Samuel L. Jackson has bad memories of his first stint on Broadway - because it led to a crack cocaine addiction that almost killed him.
The movie star, who will return to the New York stage this month (Oct11) as Martin Luther King, Jr. in The Mountaintop, believes his former brush with Broadway put him in rehab - because he turned to hard drugs to help himself cope with the fact he was actor Charles Dutton's understudy, and never actually got to perform a role he had originated.
The Pulp Fiction star admits it was soul destroying to work so hard to play Boy Willie in August Wilson’s The Piano Lesson, and then never get to to appear onstage.
He explains, "I originated the role at Yale (Repertory Theater) and then I had to understudy him (Dutton) because the role was written for him when he was doing Crocodile Dundee 2, so when Crocodile Dundee 2 was over he came back and he started to do the play. It was pretty much the play that put me in rehab.
"You have to show up every day and sign in and if that person's not there by half hour (before the show) you start getting ready to go on.

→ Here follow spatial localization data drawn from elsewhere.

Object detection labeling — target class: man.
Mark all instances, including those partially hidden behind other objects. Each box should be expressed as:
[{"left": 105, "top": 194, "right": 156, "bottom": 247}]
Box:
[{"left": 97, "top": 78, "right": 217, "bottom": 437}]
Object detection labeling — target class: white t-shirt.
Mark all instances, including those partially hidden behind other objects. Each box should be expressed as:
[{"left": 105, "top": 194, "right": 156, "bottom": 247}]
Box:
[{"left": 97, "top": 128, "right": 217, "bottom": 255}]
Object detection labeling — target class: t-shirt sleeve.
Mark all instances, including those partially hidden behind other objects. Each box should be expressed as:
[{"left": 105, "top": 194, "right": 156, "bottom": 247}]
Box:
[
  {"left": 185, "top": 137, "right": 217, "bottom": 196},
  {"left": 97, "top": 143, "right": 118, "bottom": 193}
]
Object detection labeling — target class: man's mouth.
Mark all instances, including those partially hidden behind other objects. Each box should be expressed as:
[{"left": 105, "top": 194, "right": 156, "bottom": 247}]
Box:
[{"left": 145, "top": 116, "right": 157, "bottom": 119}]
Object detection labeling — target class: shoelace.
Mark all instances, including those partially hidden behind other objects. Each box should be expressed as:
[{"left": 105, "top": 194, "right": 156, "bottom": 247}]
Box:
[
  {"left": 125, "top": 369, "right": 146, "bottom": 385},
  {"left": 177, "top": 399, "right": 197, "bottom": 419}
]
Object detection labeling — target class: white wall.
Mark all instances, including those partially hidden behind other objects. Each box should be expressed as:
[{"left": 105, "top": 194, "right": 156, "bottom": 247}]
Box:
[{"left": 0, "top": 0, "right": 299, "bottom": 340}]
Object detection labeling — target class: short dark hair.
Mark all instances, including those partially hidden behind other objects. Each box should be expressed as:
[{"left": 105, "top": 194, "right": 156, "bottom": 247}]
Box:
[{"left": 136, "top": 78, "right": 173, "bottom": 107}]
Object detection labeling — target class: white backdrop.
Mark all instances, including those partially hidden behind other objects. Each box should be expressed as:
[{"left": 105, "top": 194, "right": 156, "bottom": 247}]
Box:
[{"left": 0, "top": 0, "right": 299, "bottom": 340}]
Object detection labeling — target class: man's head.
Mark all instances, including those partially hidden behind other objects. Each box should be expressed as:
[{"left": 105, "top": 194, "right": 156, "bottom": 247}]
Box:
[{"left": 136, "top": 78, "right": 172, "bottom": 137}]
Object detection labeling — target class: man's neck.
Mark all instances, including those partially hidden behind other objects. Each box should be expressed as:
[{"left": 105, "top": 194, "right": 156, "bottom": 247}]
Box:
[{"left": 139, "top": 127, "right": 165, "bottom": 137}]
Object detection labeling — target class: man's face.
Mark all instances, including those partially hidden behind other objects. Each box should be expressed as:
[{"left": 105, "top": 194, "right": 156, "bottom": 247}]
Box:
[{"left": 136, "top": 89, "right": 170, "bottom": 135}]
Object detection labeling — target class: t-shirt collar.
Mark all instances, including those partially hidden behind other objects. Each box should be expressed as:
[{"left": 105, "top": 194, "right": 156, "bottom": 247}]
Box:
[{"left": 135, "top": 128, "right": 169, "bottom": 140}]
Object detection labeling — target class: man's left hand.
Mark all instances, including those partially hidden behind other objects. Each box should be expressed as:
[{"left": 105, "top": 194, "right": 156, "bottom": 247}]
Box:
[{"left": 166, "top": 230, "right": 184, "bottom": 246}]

But he was always there... I had to sit backstage until at least the first act was over and listen to the play onstage, which was kinda running me crazy, so I used to sit on the back steps and smoke crack."
His casual drug habit became a full-blown addiction as Jackson continued to "chase the wind" to get high - and he admits he could have died a little-known actor.
Appearing on U.S. TV's The Late Show With David Letterman on Friday (30Sep11), Jackson confessed, "I was standing on the verge."
He was saved by a drug counsellor friend in Tennessee after Jackson's wife found him passed out on the floor as he was attempting to cook up his fix after a day of heavy drinking.
He added, "He called somewhere upstate in New York and I was in a rehab facility in the next day."
Jackson has been sober for 21 years.